Saturday, November 24, 2007

Capture my youth in a bottle...

If only we could capture our youth in a bottle to be sent to us at another time in our life, when we need it the most.

The Sunday Scribblings quandary of how our youth was spent is a strikingly apropos prompt for this week. In fact, as I type I sit in my room while my entire family sits in other rooms of the house, talking, reminiscing, planning for holidays, and other generalized conversation. Me being in my room is pretty atypical of my personality and my behavior...but much needed in this moment.

How did I misspend my life? Initially my answer felt easy: I grew up too fast. I was having adult conversations at eight, speaking with ease and comfort in large meetings at nine, celebrating events and birthdays with friends decades older than I. While I had friends my age I also considered (and still do) my parents' friends my own. I worked jobs as soon as I could - sometimes having many at a time.

Was this really misspent? That's a hard word for me to use. Misspent makes me think of the huge order I placed with CafePress a few months ago or the amount of money Eric and I spent on fast food in August of 2006.

The difficulty in labeling something as misspent invokes some notion that value was not realized. My youth, and my life learning process, are full of mistakes, missteps, errors in judgment, wrong questions, answers sought from bad sources...but isn't that all part of it?

How do we say that we misspent a time in our life? Is the answer that misspent time is time we would go back and change or do differently? If that is the case, then my reality is that none of my youth was misspent.

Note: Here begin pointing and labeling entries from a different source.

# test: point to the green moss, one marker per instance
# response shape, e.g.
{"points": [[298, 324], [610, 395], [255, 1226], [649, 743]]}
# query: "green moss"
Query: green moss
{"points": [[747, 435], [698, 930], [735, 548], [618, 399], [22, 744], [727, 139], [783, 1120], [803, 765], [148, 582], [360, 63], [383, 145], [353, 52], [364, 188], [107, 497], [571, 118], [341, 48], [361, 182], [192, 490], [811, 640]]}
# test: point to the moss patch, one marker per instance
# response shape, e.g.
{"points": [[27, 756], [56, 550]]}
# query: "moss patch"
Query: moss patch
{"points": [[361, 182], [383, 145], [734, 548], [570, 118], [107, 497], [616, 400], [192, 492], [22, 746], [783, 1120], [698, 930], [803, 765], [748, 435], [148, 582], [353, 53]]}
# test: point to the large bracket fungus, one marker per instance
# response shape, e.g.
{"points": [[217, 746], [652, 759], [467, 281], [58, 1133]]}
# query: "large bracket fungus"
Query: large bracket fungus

Yes, I grew up fast. I find myself at 29 trying to 'learn' how to relax, to take things slow, to undo adult-sized habits. I have moments were I wish I could run as fast and as far as I can from 'adult' responsibility. Sure there are things I wish I would have learned earlier or taken advantage of. Maybe I wouldn't have taken the promotion, or maybe I would have traveled to Europe or waited to get married, or focused on friends my age group, or maybe I wouldn't have changed anything. Responsibility seems to stick to me like cat hair.

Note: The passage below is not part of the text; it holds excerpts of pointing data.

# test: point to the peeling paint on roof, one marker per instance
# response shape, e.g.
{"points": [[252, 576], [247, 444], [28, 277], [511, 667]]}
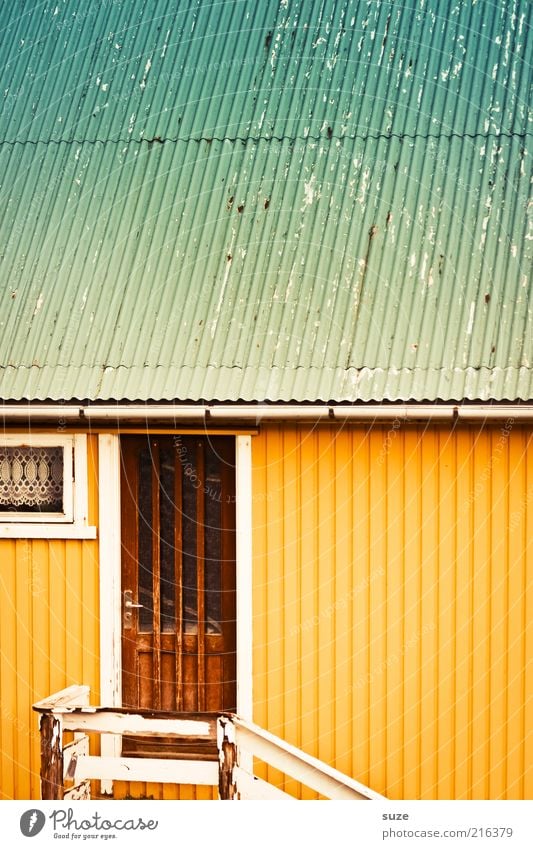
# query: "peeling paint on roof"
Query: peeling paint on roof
{"points": [[302, 200]]}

Yet the world experiences I have had are built like a domino train upon each other. Taking one out would completely change the way my other dominoes fell. There are parts of my life, even right this minute, that I would love to be different. In no way, however, would I risk changing everything by 're-spending' a minute of my youth...


grace said...

This is a beautifully written piece! I also grew up too fast, being the eldest of 6 children. I can do groceries at 7, with a list and money and I attended my own class PTA meeting at 9 because my parents were too busy with other babies...:-)

I don't count them as 'misspent' though because it taught me how to be independent at a very young age -- a tool very important in adult life!

gautami tripathy said...

AS a teacher, I find it difficult to accept children wanting to grow up fast. We adults are to be blamed for that. May be we push them too much.

Crafty Green Poet said...

I also think its really difficult to define any time as mis-spent.

tumblewords said...

Misspent is a strange word and subject to a variety of interpretations, for sure. I enjoyed reading your post!